Former Pastor, KKK Member Convicted of Manslaughter

Former Ku Klux Klansman and Baptist preacher Edgar Ray Killen lost his appeal to the Supreme Court, who upheld the guilty verdict for the three murders of civil rights workers. Killen was convicted of manslaughter in 2005 and sentenced to 60 years in a Mississippi prison, where he will likely spend the rest of his life, given that he is currently 88 years old.

"We, as a family, are very pleased with that rejection and we were rather surprised that the appeal was even being considered," Rev. Julia Chaney Moss, the sister of one of the victims, told CBS News. "I wish the best for Mr. Killen and his family, whatever that can be."

Killen allegedly killed Michael Schwerner, James Chaney, and Andrew Goodman in 1964. The three men, in Mississippi as part of the civil rights movement, disappeared on June 21, 1965 and were later found dead and buried on a nearby farm. Killen was charged with the murders and found guilty of manslaughter; the story led to the famous movie, "Mississippi Burning," which was based on Killen's trial.

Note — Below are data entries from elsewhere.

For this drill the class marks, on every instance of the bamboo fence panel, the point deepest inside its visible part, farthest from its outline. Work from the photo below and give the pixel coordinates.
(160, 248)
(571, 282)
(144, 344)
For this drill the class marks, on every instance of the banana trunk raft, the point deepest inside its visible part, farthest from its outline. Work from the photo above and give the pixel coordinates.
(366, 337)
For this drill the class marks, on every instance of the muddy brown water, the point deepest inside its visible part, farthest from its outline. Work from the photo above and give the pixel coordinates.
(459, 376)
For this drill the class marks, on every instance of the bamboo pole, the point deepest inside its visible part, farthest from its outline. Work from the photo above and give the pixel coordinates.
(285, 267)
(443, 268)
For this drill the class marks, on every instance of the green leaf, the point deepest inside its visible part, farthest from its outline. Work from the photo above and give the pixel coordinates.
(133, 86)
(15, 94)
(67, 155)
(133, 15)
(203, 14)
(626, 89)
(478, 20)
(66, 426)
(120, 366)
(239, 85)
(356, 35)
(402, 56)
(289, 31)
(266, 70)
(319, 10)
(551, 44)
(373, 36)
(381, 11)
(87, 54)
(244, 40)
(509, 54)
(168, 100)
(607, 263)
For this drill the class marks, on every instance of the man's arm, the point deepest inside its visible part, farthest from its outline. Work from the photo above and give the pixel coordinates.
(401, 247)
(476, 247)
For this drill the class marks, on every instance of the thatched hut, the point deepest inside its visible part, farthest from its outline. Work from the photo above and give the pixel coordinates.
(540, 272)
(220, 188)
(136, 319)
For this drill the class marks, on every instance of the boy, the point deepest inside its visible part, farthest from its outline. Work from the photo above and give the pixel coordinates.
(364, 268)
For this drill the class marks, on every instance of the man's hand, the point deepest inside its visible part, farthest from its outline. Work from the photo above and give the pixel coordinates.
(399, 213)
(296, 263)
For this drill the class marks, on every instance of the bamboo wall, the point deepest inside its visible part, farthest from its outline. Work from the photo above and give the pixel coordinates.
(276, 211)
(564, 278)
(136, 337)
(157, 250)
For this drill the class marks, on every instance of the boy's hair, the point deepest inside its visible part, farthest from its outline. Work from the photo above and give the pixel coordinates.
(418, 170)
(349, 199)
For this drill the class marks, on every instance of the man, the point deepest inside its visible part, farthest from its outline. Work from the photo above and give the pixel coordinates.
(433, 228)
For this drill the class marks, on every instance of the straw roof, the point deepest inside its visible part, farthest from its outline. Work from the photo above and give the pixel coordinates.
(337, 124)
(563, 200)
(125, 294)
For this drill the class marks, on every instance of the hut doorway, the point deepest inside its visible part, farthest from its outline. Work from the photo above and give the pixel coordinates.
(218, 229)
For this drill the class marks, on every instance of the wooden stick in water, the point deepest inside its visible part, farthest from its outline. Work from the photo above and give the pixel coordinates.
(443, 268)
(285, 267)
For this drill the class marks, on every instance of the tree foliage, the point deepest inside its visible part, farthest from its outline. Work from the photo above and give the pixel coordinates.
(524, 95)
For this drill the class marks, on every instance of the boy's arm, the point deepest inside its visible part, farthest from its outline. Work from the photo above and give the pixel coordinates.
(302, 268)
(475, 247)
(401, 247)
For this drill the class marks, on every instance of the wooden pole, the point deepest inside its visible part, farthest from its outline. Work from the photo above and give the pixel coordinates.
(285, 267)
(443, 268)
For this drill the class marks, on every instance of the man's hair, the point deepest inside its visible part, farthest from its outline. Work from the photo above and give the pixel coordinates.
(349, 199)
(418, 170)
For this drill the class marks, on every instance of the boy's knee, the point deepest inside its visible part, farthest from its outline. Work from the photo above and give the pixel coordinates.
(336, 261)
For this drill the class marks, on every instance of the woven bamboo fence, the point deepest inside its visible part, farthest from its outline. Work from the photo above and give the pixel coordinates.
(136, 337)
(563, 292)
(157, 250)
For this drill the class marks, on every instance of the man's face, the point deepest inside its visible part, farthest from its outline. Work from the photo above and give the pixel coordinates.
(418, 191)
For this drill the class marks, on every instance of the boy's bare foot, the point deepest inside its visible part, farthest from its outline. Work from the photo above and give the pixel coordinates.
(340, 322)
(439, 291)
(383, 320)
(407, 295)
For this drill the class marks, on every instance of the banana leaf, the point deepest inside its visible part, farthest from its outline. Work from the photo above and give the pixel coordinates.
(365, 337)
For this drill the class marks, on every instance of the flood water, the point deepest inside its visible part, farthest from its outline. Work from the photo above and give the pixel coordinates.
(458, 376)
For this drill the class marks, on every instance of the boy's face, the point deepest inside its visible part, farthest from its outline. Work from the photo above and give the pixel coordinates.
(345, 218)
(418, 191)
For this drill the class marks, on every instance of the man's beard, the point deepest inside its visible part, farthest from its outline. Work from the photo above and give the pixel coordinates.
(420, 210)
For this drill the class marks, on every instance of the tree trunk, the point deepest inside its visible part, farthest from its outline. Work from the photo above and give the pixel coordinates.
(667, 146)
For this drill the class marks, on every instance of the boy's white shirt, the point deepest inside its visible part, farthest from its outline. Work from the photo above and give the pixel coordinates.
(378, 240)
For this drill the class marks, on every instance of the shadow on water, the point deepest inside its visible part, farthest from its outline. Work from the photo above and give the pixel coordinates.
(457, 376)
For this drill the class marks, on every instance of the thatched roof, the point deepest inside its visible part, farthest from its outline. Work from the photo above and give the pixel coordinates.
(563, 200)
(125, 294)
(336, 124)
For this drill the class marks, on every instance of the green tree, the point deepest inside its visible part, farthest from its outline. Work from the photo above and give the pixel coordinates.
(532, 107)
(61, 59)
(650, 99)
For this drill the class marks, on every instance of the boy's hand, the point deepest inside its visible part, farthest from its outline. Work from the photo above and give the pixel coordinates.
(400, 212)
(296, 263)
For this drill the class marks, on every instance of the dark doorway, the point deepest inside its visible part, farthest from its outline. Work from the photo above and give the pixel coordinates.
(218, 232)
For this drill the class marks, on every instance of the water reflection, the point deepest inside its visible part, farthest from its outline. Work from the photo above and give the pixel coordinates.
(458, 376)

Killen was 80 years old when found guilty of manslaughter; jurors reportedly said that they simply did not have enough evidence to convict him of murder, which would have led to a harsher sentence.

"I should say I heard a number of very emotional statements from some of the white jurors," Warren Paprocki, himself a juror, told the New York Times after the trial. "They had tears in their eyes, saying that if they could just have better evidence in the case that they would have convicted him of murder in a minute. Our consensus was the state did not produce a strong enough case."

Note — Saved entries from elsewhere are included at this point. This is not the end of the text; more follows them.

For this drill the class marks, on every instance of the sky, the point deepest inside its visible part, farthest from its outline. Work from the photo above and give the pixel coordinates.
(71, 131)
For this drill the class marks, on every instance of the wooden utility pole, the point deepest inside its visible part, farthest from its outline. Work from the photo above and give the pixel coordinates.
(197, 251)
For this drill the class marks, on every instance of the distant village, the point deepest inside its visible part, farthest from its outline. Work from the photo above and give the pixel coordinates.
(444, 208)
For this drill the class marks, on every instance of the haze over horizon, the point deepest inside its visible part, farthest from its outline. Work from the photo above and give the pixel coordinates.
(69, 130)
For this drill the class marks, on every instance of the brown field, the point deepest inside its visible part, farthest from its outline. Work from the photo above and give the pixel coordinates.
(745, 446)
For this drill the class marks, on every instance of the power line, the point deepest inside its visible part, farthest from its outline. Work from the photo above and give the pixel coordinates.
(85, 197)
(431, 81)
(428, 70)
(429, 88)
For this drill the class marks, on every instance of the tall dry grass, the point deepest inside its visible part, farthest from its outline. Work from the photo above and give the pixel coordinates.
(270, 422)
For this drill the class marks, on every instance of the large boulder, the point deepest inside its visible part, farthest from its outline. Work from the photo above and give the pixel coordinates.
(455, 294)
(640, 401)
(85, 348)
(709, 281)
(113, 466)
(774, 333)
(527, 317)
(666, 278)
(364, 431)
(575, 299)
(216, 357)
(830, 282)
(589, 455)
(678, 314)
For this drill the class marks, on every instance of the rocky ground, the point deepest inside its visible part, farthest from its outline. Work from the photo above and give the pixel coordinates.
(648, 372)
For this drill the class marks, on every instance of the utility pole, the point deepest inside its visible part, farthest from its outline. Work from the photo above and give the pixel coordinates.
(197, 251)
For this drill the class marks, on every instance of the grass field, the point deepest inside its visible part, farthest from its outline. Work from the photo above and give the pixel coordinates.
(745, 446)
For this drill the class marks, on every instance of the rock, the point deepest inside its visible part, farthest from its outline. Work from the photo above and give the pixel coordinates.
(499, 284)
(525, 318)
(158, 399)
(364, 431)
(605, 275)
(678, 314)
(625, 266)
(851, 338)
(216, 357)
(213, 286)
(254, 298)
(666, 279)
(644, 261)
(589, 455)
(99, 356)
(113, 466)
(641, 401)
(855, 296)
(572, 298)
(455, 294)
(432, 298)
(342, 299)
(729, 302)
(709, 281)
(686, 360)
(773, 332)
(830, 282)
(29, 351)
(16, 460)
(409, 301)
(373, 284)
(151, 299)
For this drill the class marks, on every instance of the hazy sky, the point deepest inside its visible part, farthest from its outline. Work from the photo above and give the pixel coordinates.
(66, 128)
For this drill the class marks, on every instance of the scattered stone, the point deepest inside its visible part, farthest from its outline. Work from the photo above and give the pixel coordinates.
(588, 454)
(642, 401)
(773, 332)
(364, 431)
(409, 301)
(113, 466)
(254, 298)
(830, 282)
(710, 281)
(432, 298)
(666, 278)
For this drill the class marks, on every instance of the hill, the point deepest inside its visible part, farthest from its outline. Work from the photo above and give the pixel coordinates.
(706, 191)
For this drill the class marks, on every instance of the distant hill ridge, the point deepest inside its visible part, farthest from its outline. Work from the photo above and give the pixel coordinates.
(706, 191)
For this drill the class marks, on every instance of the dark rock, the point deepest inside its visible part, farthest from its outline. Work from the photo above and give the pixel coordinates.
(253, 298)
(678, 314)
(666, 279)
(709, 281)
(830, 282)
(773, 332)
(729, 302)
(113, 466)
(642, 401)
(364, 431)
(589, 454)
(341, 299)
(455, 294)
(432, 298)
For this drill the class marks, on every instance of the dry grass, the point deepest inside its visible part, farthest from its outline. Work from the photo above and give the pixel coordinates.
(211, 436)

"Even though it's not murder, manslaughter is a serious felony crime," Andrew Cohen told CBS News. "It almost certainly will involve significant prison time which means the conviction is tantamount to a death sentence for the frail Killen."

Authorities never believed that Killen worked alone but was only able to convict him on the charges. He has appealed the conviction time-after-time but has never been successful. Mississippi's Attorney General, Jim Hood, has asked Killen to cooperate and reveal all about the murders and help bring others to conviction.

This is only the latest in a series of appeals to be denied by the court, but now that the Supreme Court has weighed in, it could be his last.